Plan B was to wander into the dunes to see if I could spot the Red Poll cattle doing the winter conservation grazing. They were not in sight as I passed through the gate but I hadn't gone far when one came towards me through a dip in the path. More followed. They were on a mission to visit the water trough and mineral lick bucket. I let them go on their way and carried on. More of the herd were in sight, munching merrily away. I tried to get some scene setting pictrues but they didn't amount to much so I headed to the pen by the gate where the trough is.
Having gone armed with the do-it-all lens I was able to get some close ups as well as wider shots. While it isn't a lens to impress the shallow depth of field fiends or the critical sharpness at 100% nerds it does a good enough job for me. The low sun made for a warnmth to the light but I'm not sure if a slightly cooler white balance might be more accurate.
With the sun sinking lower I went back for another look at the cattle still grazing to see if I could get some atmospheric backlit shots. The animals wouldn't wander anywhere nice and always seemed to manage to hide behind at least one stem of grass.
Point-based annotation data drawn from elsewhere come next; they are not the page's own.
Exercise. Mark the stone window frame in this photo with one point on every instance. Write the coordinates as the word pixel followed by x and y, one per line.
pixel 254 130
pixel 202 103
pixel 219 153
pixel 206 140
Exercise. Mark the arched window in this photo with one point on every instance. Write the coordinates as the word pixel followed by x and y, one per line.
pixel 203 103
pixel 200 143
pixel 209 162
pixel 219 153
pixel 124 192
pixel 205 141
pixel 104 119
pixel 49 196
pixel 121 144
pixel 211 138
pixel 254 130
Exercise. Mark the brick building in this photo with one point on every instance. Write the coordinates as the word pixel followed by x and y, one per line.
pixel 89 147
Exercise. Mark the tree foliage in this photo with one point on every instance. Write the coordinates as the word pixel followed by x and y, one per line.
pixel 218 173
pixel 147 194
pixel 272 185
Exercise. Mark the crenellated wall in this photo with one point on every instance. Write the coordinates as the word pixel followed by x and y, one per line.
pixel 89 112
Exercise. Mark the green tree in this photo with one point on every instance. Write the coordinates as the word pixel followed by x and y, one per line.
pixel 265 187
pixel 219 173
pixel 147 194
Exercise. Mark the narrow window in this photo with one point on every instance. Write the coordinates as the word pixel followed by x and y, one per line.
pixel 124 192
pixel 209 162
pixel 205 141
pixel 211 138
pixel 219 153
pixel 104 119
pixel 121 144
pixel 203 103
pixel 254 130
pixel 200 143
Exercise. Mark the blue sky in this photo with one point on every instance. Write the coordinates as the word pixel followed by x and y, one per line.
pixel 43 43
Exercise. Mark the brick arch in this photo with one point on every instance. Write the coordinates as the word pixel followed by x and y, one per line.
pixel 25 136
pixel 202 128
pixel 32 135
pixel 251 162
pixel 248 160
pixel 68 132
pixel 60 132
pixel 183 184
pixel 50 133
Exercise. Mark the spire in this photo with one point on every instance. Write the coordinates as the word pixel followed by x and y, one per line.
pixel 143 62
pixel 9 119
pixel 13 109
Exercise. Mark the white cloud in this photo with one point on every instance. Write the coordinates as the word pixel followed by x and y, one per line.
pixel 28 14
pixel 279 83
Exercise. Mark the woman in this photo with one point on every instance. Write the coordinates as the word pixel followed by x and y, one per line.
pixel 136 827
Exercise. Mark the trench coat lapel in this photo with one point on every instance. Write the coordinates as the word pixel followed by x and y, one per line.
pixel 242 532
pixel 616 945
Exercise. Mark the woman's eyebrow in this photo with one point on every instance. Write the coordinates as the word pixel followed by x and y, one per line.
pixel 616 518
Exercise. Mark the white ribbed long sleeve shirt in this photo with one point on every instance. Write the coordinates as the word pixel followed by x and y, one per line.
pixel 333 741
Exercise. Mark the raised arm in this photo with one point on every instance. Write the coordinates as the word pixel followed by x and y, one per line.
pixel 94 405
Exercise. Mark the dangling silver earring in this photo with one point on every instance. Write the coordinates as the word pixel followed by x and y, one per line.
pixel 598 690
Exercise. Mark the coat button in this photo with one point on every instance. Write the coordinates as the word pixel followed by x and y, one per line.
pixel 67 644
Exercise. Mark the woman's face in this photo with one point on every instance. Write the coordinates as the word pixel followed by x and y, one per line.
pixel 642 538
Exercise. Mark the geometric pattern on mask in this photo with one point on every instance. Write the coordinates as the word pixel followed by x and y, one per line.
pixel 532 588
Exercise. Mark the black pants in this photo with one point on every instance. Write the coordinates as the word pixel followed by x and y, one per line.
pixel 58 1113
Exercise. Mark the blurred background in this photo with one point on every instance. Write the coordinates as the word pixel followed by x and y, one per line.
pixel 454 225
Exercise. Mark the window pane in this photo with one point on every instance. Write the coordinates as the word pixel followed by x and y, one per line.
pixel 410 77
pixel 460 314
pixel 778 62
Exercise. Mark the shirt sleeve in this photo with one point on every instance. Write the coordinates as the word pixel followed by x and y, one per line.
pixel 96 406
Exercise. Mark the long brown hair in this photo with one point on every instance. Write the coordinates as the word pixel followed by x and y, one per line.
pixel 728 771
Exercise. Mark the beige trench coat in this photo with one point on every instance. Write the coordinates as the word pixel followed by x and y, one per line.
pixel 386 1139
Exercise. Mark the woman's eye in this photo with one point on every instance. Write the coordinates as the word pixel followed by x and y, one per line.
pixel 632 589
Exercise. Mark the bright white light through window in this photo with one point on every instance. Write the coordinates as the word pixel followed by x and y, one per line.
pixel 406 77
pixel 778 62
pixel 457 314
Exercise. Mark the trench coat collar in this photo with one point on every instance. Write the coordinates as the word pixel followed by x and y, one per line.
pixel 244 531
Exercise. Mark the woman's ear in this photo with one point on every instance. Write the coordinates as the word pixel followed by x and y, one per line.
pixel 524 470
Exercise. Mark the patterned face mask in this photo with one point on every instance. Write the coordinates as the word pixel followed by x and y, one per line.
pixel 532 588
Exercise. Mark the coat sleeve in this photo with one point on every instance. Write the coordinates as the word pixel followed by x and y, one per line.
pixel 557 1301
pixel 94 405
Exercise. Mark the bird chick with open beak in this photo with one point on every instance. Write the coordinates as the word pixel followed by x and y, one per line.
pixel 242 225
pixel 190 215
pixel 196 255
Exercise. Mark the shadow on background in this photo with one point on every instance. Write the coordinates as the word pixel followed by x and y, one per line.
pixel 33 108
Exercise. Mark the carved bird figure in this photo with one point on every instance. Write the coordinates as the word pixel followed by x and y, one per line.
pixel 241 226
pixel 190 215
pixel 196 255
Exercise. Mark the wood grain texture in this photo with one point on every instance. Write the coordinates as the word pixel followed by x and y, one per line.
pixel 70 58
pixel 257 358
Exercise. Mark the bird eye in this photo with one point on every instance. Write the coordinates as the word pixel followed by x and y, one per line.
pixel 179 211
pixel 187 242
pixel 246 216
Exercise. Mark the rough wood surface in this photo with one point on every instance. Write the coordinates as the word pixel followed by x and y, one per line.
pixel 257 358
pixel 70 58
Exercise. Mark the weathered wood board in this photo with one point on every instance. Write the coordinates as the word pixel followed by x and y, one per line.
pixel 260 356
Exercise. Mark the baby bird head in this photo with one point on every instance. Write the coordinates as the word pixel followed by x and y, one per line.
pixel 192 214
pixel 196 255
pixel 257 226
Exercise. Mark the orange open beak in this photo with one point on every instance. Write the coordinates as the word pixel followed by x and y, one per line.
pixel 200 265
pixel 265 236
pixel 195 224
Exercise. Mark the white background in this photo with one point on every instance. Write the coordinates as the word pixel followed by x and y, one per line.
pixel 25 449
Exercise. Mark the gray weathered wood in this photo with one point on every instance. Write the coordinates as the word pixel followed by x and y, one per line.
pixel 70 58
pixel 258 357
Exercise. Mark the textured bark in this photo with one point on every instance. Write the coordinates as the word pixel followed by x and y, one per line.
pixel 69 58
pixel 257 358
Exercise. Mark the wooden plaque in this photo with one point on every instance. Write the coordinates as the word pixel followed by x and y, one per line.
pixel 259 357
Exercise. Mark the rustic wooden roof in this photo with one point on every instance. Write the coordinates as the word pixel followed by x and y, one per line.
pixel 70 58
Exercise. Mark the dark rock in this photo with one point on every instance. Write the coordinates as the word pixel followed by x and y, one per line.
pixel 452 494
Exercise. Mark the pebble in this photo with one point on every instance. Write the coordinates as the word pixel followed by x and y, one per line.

After an hour of cow pestering the light was falling below the dunes and I headed home. The forecast was for more sunshine on Saturday and I had ideas. Ideas which came to nothing as it there had been a frost on high ground and the wind chill was unbearable. While I did venture out of the car the best sheep pictures I got were taken through an open window!
Another frosty morning didn't encourage me to venture out early today. It was only when a mist descended that I thought it might be worth taking the tripod to the wood. On the way there I crossed the playing field and remembered pictures taken there in similar conditions long, long ago. Maybe that's why I converted one to black and white?
The wood wasn't misty enough, and the mist soon began to lift. It really wasn't worth the effort. I must try harder to stick to my resolution of not trying to 'do landscape' photography.
Or if I do do landscape photography do it my way. Frozen puddles and maize stalks. That's more like it.
Back home in next to no time I dropped my tripod on the concrete outside my back door and smashed the locking levers off the geared head. Bloody tripods. I hates 'em! After lunch I was in two minds about going out again to the marsh. When I did eventually make my mind up I forgot the camera. What made me return and pick it up then set off again I dunno. A combination of boredom and sunshine I think.
This was a half-hearted attempt to add to the sheep files. It's always hit and miss. Nothing of great significance was achieved but maybe something that will come in useful.
By the end of the month there may be less of a temptation to pop out on these pointless afternoon jaunts for the last hour of daylight as there'll be more time to spend fishing after lunch. If I don't get myself into a juicy project soon the camera gear will have to be drastically thinned out. taking pointless pictures is like catching small fish all the time when you are after big ones. Dispiriting and a bit boring.